Irrigated Malt Barley Nitrogen Management: Insights from Historical and Modern Cultivars

Authors: Rogers, Christopher; PRAMANIK, CHANCHAL - University Of Idaho; HU, GONGSHE - US Department Of Agriculture (USDA); MARSHALL, JULIET - University Of Idaho; Tarkalson, David; HATZENBUEHLER, PATRICK - University Of Idaho; EVANS, CHRIS - US Department Of Agriculture (USDA)

Submitted to: Soil Science Society of America Journal
Publication Type: Peer Reviewed Journal
Publication Acceptance Date: 8/7/2025
Publication Date: 9/1/2025
Citation: Rogers, C.W., Pramanik, C., Hu, G., Marshall, J.M., Tarkalson, D.D., Hatzenbuehler, P., Evans, C. 2025. Irrigated Malt Barley Nitrogen Management: Insights from Historical and Modern Cultivars. Soil Science Society of America Journal. https://doi.org/10.1002/saj2.70124.
DOI: https://doi.org/10.1002/saj2.70124

Interpretive Summary: Most U.S. barley is for malting and brewing, where Idaho produces 40% of the crop, largely in irrigated areas. Over the past 100 years, barley has been improved through breeding and better farming practices. However, research in the region on nitrogen fertilization has lagged behind, particularly determination of the point where crop yields stop increasing, or the critical nitrogen supply (CNS). We addressed this from 2015-2019 using older and modern barley in nitrogen rate response trials. We estimated CNS ranged from 117 to 152 kg N/ha for older lower-yield barley and from 141 to 170 kg N/ha for the modern higher-yield types, both below the current rate of 235 kg N/ha. No barley exceeded the protein level required for malting at their CNS. Our study provides a path towards more efficient farming practices that would reduce fertilizer use and save between $8-14 million annually without sacrificing yield or quality.

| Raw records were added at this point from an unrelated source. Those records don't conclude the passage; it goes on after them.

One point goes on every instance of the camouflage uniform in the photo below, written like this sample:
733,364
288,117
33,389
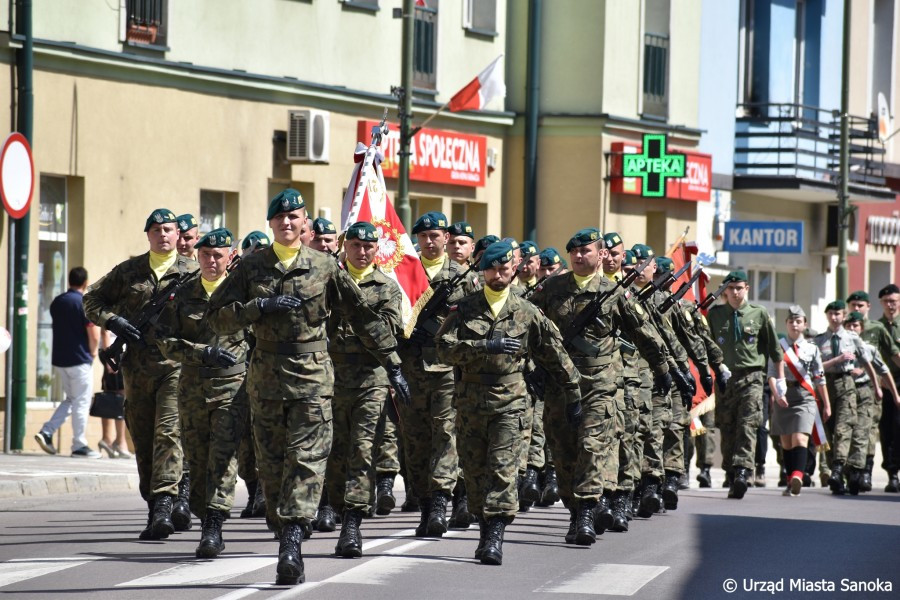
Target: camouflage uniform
212,401
291,378
361,388
151,381
492,395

Technical Abstract: Barley (Hordeum vulgare L.) is the primary grain used for malting and brewing with production concentrated in the Great Plains and Western US. Idaho accounts for upwards of 40% of US production with the largest share grown around the Snake River Plain under irrigation. Cultivar and agronomic advancement occurred in the past century but, nitrogen-supply (N-supply) research has remained limited despite its importance. To address this, we researched historical and modern malt barley cultivars from 2015-2019. Six N-supplies (applied fertilizer-N + soil inorganic-N) were tested, allowing critical N-Supply (CNS, N-supply at yield plateau) determination. Site-by-site analysis used ANOVA and linear-plateau models to determine CNS, which ranged from 109-149 kg N ha-1 for the historical cultivar Klages and modern cultivar Moravian 69 (M69), respectively. At ANOVA CNS, modern cultivar yields were upwards of 20% greater than Klages. Combined-site response was assessed using linear- and quadratic-plateaus models. This resulted in CNS ranges of 117-152 kg N ha-1 for historical and 141-170 kg N ha-1 for modern cultivars, below the recommended maximum of 235 kg N ha-1. Yields for Klages were 20-35% greater reported from 1970s and 80s research; however, CNS were similar. Grain protein was more negatively affected by N-supply for Klages, but all cultivars remained below malt targets at their CNS. Our data would support lower fertilizer-N applications, and thus, increased economic returns compared to current recommendations. Results evidence the importance of synergistic enhancement of malt barley production through breeding efforts alongside improved agronomics to optimize crop performance and farm economies.